While I'm studying German vocabulary from a dictionary, I constantly see that the definitions of verbs have abbreviations next to them, such as "jdm: jemandem" and "jdn: jemanden" and "etw: etwas". I learned the words, but I still do not know their significance in a dictionary. For instance, what is the difference between "jdm" and "jdn"?

My best guess is that they indicate the case of the object, like accusative or dative. But dictionaries don't provide the exact meaning, so I couldn't be sure. Even if that is the case, how can we understand the cases of verbs having just "etw" ? And if I'm wrong, how can we understand the cases of verbs anyway?

  • 2
    related: german.stackexchange.com/questions/979/…
    – Takkat
    Commented May 27, 2013 at 14:45
  • 1
    Typical printed dictionaries have a section explaining the used abbreviations at a prominent place.
    – guidot
    Commented Dec 16, 2019 at 10:40
  • you have this also in english ... so's sb's and so on ...
    – user5715
    Commented Aug 2, 2020 at 4:05
  • Same questions running in my mind , thanks for asking
    – katmanco
    Commented Oct 20, 2023 at 8:11

2 Answers 2


Your guess about the cases is correct. "Jemandem" and "jemanden" are different inflections of "jemand". "Jemandem" is dative, "jemanden" is accusative. You find this with verbs because many verbs take objects, which have to be in a certain case -- depending on the verb in question.

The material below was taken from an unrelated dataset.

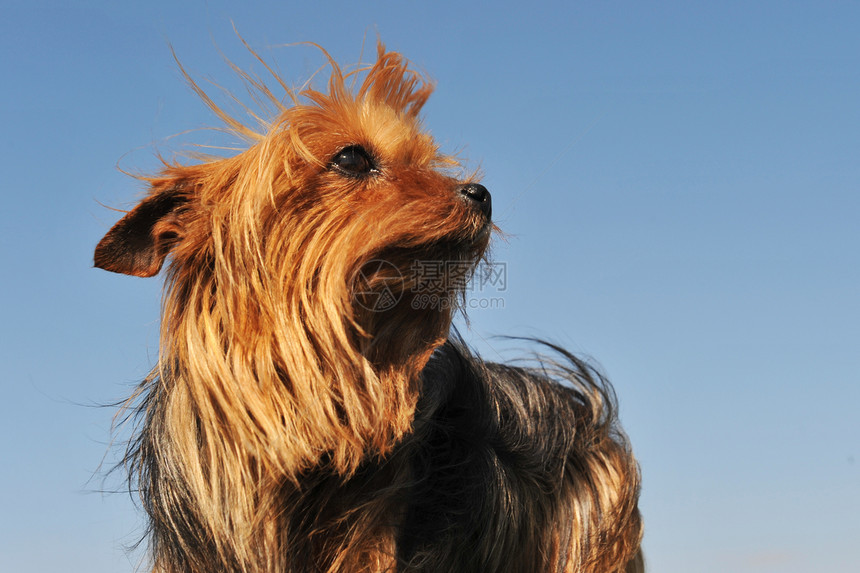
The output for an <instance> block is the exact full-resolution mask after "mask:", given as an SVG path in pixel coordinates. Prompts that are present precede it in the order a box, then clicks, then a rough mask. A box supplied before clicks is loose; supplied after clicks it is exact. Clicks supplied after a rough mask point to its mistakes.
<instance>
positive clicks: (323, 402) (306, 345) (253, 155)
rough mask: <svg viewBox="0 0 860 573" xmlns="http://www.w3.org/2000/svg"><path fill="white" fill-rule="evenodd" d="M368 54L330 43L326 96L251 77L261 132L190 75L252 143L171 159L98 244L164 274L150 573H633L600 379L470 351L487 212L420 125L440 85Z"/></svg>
mask: <svg viewBox="0 0 860 573" xmlns="http://www.w3.org/2000/svg"><path fill="white" fill-rule="evenodd" d="M320 49H321V48H320ZM321 50H322V49H321ZM377 52H378V53H377V59H376V62H375V63H374V64H372V65H370V66H366V67H363V68H358V69H356V70H354V71H351V72H344V71H343V70H342V69H341V68H340V67H339V66H338V65H337V64H336V63H335V62H334V61H333V60H332V59H331V57H330V56H329V55H328V54H327V53H326V52H325V51H324V50H323V54H324V55H325V56H326V57H327V58H328V61H329V64H328V65H329V67H330V70H331V72H330V76H329V79H328V80H327V89H326V90H324V91H317V90H315V89H312V88H310V87H306V88H304V89H303V90H301V91H299V92H294V91H291V90H289V89H287V94H288V96H289V98H290V100H291V102H290V105H287V104H284V103H283V102H282V101H281V100H280V99H278V98H277V97H276V96H275V95H274V94H273V93H272V92H271V91H270V90H269V88H267V87H266V86H264V85H263V84H262V83H261V82H259V81H258V80H256V79H255V78H252V77H251V76H250V75H247V74H244V77H245V78H246V80H248V81H250V82H251V83H252V84H253V85H254V86H255V87H256V88H257V90H258V92H259V93H262V94H263V95H264V96H265V97H267V98H268V99H269V100H271V101H272V102H273V103H274V104H275V105H277V106H278V109H279V112H278V115H277V117H276V118H275V119H274V120H272V121H271V122H269V124H268V126H267V128H266V129H265V132H264V133H256V132H255V131H253V130H251V129H250V128H247V127H245V126H244V125H242V124H241V123H240V122H238V121H237V120H235V119H232V118H231V117H229V116H228V114H226V113H225V112H223V111H222V110H221V109H220V108H218V106H217V105H216V104H214V103H213V102H212V100H210V99H209V98H208V97H207V96H206V95H205V94H204V93H203V92H202V90H201V89H200V88H199V87H198V86H197V84H196V83H194V81H193V80H191V78H190V77H189V76H188V74H187V73H185V71H184V69H183V70H182V71H183V73H184V74H185V75H186V78H188V80H189V81H190V83H191V85H192V87H193V88H194V89H195V90H197V91H198V93H200V95H201V96H202V97H203V98H204V100H205V101H206V102H207V103H208V104H209V105H210V107H212V108H213V109H214V110H215V111H216V113H217V114H218V115H219V116H220V117H222V119H224V120H225V121H227V124H228V127H229V128H231V129H232V131H234V132H235V133H238V134H239V135H241V136H243V137H246V138H248V139H250V140H251V141H250V145H249V147H248V148H247V149H246V150H245V151H243V152H241V153H238V154H237V155H235V156H233V157H220V158H210V159H209V160H204V161H201V162H198V163H196V164H190V165H186V164H180V163H178V162H167V161H165V164H164V167H163V169H162V170H161V172H160V173H159V174H157V175H155V176H153V177H150V178H146V179H145V180H146V183H147V185H148V193H147V195H146V196H145V198H143V199H142V200H141V201H140V202H139V204H137V205H136V206H135V207H134V208H133V209H132V210H131V211H129V212H127V213H126V214H125V215H124V216H123V217H122V219H121V220H120V221H119V222H118V223H116V225H115V226H113V227H112V228H111V229H110V230H109V231H108V232H107V234H106V235H105V236H104V238H103V239H102V240H101V241H100V242H99V244H98V246H97V247H96V250H95V257H94V259H95V266H96V267H99V268H102V269H106V270H108V271H114V272H118V273H124V274H128V275H134V276H140V277H150V276H154V275H156V274H158V273H159V272H160V270H161V269H162V266H163V265H164V264H165V262H166V261H167V267H166V278H165V283H166V284H165V292H164V298H163V308H162V318H161V340H160V350H159V357H158V363H157V366H156V367H155V368H154V370H153V371H152V372H151V374H150V375H149V376H148V377H147V378H146V379H145V380H144V381H143V382H142V383H141V385H140V386H139V387H138V389H137V391H136V392H135V393H134V395H133V396H132V398H130V399H129V401H128V402H127V403H126V404H125V411H126V414H127V415H128V416H129V417H130V418H132V419H133V420H134V421H135V422H136V426H135V427H136V430H135V433H134V438H133V439H132V440H131V441H130V442H129V444H128V447H127V451H126V454H125V457H124V462H125V464H124V465H125V466H126V467H127V469H128V472H129V480H130V486H131V488H132V489H134V490H137V491H139V493H140V498H141V503H142V507H143V509H144V510H145V512H146V514H147V517H148V523H149V526H148V531H147V535H146V539H147V541H148V546H149V555H150V558H151V561H152V563H151V566H152V568H153V571H155V572H157V573H180V572H181V573H187V572H195V573H203V572H207V573H212V572H243V573H263V572H266V573H272V572H290V573H317V572H327V573H336V572H340V573H347V572H348V573H358V572H367V573H380V572H404V573H405V572H438V573H460V572H462V573H467V572H468V573H491V572H499V573H502V572H504V573H543V572H577V573H585V572H594V573H610V572H627V573H631V572H634V571H641V570H643V559H642V554H641V551H640V540H641V536H642V525H641V518H640V513H639V510H638V508H637V503H638V495H639V489H640V477H639V470H638V466H637V463H636V461H635V459H634V457H633V455H632V453H631V448H630V446H629V443H628V440H627V439H626V437H625V435H624V434H623V433H622V432H621V430H620V429H619V427H618V422H617V417H616V414H615V399H614V394H613V391H612V388H611V386H610V385H609V383H608V382H607V381H605V380H604V378H603V377H602V376H601V375H600V374H599V373H598V372H597V371H596V370H595V369H593V368H592V367H590V366H589V365H587V364H586V363H584V362H583V361H581V360H579V359H578V358H576V357H575V356H573V355H571V354H569V353H567V352H565V351H564V350H563V349H561V348H558V347H553V346H548V347H547V350H548V351H549V352H551V353H552V354H553V358H551V359H545V360H543V361H541V362H538V363H535V364H534V365H533V366H529V367H524V366H521V367H515V366H512V365H505V364H494V363H488V362H484V361H482V360H481V359H480V358H478V357H477V356H475V355H474V354H473V353H472V352H471V351H470V350H469V349H468V348H467V347H466V345H465V344H464V343H463V342H462V341H461V340H460V339H459V338H458V336H457V335H456V334H455V333H454V331H453V329H452V317H453V316H454V314H455V312H457V309H458V308H462V307H463V304H462V301H463V299H464V294H463V293H464V281H463V276H464V275H465V276H467V277H468V276H469V275H470V274H473V273H474V272H476V269H477V268H478V266H479V265H480V264H481V263H482V261H485V260H486V256H487V249H488V245H489V242H490V237H491V235H492V234H493V232H494V231H495V230H496V227H495V225H494V223H493V221H492V206H491V203H492V199H491V195H490V192H489V191H488V190H487V189H486V188H485V187H484V186H483V185H481V184H480V183H479V182H478V181H477V178H476V177H475V176H469V177H464V176H462V175H461V172H460V171H458V170H460V169H461V168H460V166H459V163H458V161H457V160H456V159H455V158H453V157H450V156H448V155H445V154H443V153H442V152H441V151H440V149H439V147H438V146H437V145H436V143H435V142H434V140H433V139H432V137H431V136H430V135H429V133H428V132H427V131H426V130H425V129H424V128H423V126H422V123H421V118H420V116H419V113H420V111H421V108H422V106H423V105H424V104H425V102H426V101H427V98H428V97H429V96H430V93H431V91H432V89H433V86H432V84H431V83H430V82H429V81H428V80H427V79H426V77H424V76H423V75H422V74H419V73H418V72H416V71H415V70H414V69H412V67H411V66H410V64H409V63H408V62H407V61H406V60H405V59H404V58H403V57H402V56H401V55H400V54H398V53H395V52H391V51H387V50H386V49H385V47H384V46H383V45H382V44H381V43H380V44H379V46H378V50H377ZM255 55H256V54H255ZM258 59H259V60H260V61H261V62H262V63H263V64H264V65H266V63H265V61H264V60H262V59H261V58H259V57H258ZM180 67H181V65H180ZM267 69H268V70H269V71H270V72H271V71H272V70H271V68H269V67H268V66H267ZM272 73H273V75H274V72H272ZM275 77H276V78H277V76H276V75H275ZM278 81H279V82H280V83H281V85H282V86H283V87H284V88H285V89H286V88H287V86H286V85H285V84H284V83H283V82H282V81H281V80H280V79H278ZM425 261H436V262H442V263H444V264H443V265H441V266H440V267H439V268H441V269H443V272H441V273H440V274H439V275H438V276H433V277H432V282H433V285H434V287H435V288H436V292H439V290H440V289H439V288H438V287H439V286H440V284H441V286H442V288H441V291H442V294H441V295H440V298H438V300H436V301H435V304H417V301H419V297H421V296H422V293H426V292H427V290H428V289H429V288H430V283H431V277H429V276H425V275H426V274H423V273H416V272H414V269H415V266H416V263H421V262H425ZM448 269H457V272H454V271H449V270H448ZM455 275H456V276H455ZM440 281H441V283H440ZM383 294H384V295H385V301H386V303H385V304H380V301H381V300H382V299H381V296H382V295H383Z"/></svg>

"Jemand" means someone, and thus refers to a person. "Etwas" means something and refers to a thing. "Etwas" doesn't change its form when it's inflected.

A few examples:

jemanden sehen -- to see someone

etwas sehen -- to see something

"Sehen" demands accusative, hence "jemanden".

jemandem helfen -- to help someone

"Helfen" requires dative, hence "jemandem".

jemandem etwas geben -- to give something to someone

"Geben" takes both an accusative object ("etwas"), the thing you give, and a dative object ("jemandem"), the person you give it to.

  • in other words, they indicate transitivity of a verb, and what cases follow.
    – Matthaeus
    Commented Jul 26, 2014 at 20:19

And we have also "jemandes" inflection if it is Genitive Case (Role) which is jds.

jemandes Fähigkeiten -- someone's skills

  • 1
    Actually these are more exotic cases e.g. jemandes Nachfolge antreten, in jemandes Schuld stehen. If it is an object as in jemanden etwas bezichtigen, a separate explanation concerning the cases would be required anyway.